Saturday, December 8, 2012

Work, Caffeine, Television, Repeat

I think I haven't blogged lately because there's really not anything to blog about.  Life has become a marathon of getting 5 hours of sleep a night, living off of caffeine, working 8 hour shifts and hanging out with friends when I should be attempting to keep my body from breaking down by the age of 28. 

Here's an average day in the life of Shea:

I wake up at 6 AM and get ready for work while listening to Drunk by Ed Sheeran on repeat.  It's ironic how much I enjoy a song about something I've never done.  I get to work less than 5 minutes before I'm supposed to start, A COMPLETE MIRACLE since I left 15 minutes later than I should have due to eyeliner OCD issues.  I am close enough to being late that I am sweating from walking quickly from the shuttle but early enough that I have time to check Twitter and Instagram and realize that all of my friends are just as wonderfully miserable/happy as I am.  After spending the first 2 hours of my shift in a slightly frustrated, exhausted daze, I down the 5 hour energy shot that I have been carrying around all week as my plan B.  I run around like a seemingly inebriated madwoman for the next 6 hours until I am finally off.  I return home to an empty apartment, put on leggings and a hoodie, eat one of my grandma's brownies because it's the single food source I have that involves the least amount of effort, and crash in the pitch-black living room for a half hour until I am woken rudely by a phone call from a boy I'm a little too excited to see.  I drag my bones off the couch, put on the same flannel shirt, skinny jeans, and Docs I've worn for a week and return to the happiest place on earth.  I cry watching the Christmas fireworks show (like I do EVERY SINGLE TIME) with its emotionally-exploiting usage of I'll Be Home For Christmas and position myself right below the gingerbread-scented "snow" machines. 

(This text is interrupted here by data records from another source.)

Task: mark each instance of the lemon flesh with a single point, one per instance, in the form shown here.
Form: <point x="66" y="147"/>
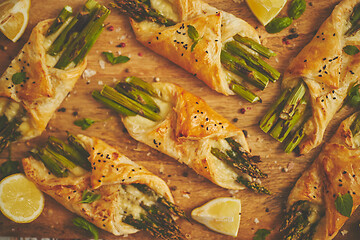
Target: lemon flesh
<point x="14" y="17"/>
<point x="20" y="200"/>
<point x="220" y="214"/>
<point x="266" y="10"/>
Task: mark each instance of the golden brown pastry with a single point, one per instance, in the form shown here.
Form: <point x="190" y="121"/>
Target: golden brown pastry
<point x="214" y="27"/>
<point x="327" y="71"/>
<point x="311" y="203"/>
<point x="188" y="130"/>
<point x="126" y="189"/>
<point x="45" y="87"/>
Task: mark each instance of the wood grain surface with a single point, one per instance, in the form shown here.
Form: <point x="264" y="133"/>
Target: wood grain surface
<point x="189" y="190"/>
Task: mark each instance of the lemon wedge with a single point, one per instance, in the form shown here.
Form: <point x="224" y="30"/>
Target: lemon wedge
<point x="266" y="10"/>
<point x="220" y="214"/>
<point x="20" y="200"/>
<point x="14" y="17"/>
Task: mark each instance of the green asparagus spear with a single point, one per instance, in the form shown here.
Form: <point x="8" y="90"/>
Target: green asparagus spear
<point x="64" y="15"/>
<point x="257" y="47"/>
<point x="140" y="10"/>
<point x="283" y="127"/>
<point x="239" y="67"/>
<point x="134" y="106"/>
<point x="252" y="60"/>
<point x="137" y="95"/>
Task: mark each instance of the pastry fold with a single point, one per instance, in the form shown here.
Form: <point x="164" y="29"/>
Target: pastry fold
<point x="215" y="27"/>
<point x="334" y="172"/>
<point x="327" y="71"/>
<point x="189" y="129"/>
<point x="44" y="88"/>
<point x="110" y="171"/>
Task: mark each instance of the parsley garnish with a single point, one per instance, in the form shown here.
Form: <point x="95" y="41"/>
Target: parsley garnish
<point x="344" y="204"/>
<point x="89" y="197"/>
<point x="351" y="50"/>
<point x="18" y="78"/>
<point x="82" y="223"/>
<point x="115" y="60"/>
<point x="84" y="123"/>
<point x="261" y="234"/>
<point x="193" y="35"/>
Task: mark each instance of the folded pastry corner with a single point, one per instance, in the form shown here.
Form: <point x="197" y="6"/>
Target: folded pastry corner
<point x="316" y="83"/>
<point x="45" y="71"/>
<point x="182" y="126"/>
<point x="213" y="45"/>
<point x="311" y="205"/>
<point x="129" y="197"/>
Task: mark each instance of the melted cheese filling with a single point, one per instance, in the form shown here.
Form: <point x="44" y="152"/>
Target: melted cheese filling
<point x="132" y="199"/>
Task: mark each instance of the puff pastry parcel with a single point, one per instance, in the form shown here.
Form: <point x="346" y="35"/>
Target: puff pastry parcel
<point x="312" y="211"/>
<point x="327" y="73"/>
<point x="34" y="85"/>
<point x="127" y="191"/>
<point x="173" y="41"/>
<point x="191" y="132"/>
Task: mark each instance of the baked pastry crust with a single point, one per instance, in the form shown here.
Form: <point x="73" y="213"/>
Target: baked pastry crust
<point x="215" y="27"/>
<point x="327" y="71"/>
<point x="334" y="171"/>
<point x="45" y="87"/>
<point x="111" y="169"/>
<point x="188" y="131"/>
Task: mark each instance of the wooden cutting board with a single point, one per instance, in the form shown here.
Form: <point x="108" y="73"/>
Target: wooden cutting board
<point x="190" y="190"/>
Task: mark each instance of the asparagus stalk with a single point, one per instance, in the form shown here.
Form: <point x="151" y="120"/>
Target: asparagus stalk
<point x="239" y="67"/>
<point x="64" y="15"/>
<point x="141" y="10"/>
<point x="244" y="92"/>
<point x="283" y="127"/>
<point x="111" y="104"/>
<point x="141" y="85"/>
<point x="252" y="60"/>
<point x="69" y="152"/>
<point x="253" y="185"/>
<point x="135" y="94"/>
<point x="134" y="106"/>
<point x="295" y="139"/>
<point x="53" y="166"/>
<point x="257" y="47"/>
<point x="301" y="219"/>
<point x="79" y="47"/>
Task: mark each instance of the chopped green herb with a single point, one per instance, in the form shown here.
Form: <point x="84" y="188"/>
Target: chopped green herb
<point x="351" y="50"/>
<point x="8" y="168"/>
<point x="82" y="223"/>
<point x="89" y="197"/>
<point x="84" y="123"/>
<point x="344" y="204"/>
<point x="193" y="35"/>
<point x="18" y="78"/>
<point x="261" y="234"/>
<point x="115" y="60"/>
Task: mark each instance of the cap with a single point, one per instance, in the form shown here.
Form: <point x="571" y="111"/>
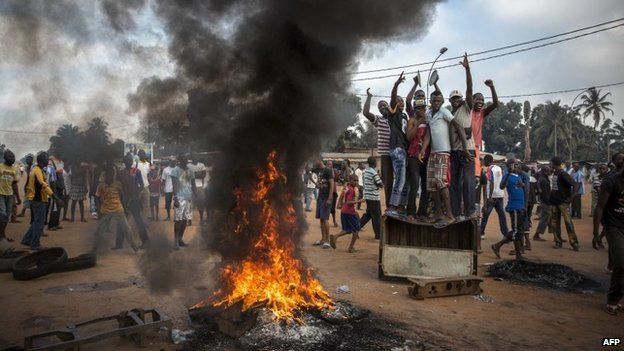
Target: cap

I figure this counts as a shower. 

I eat dinner at 11:30 pm and fall asleep at 1:30 in the morning watching Elf with my roommate Jamie.  She wakes me up when it's over because she is concerned I might be dead (this legitimately has happened) and also knows how mad I'll be in the morning when my skin is breaking out because I didn't wash my makeup off.  I almost forgo flossing because I can't stand up straight at the sink, but my vanity wins out.  I crawl up the ladder to the top bunk, put in earbuds, and the next thing I know, my alarm is going off again.

This is my groundhog day.

But as exhausting as it is, I don't want it to end.  I love this place.  I love this job.  I love these friends.  And I could keep it all. 

Pray for me.  Some decisions I can't make on my own.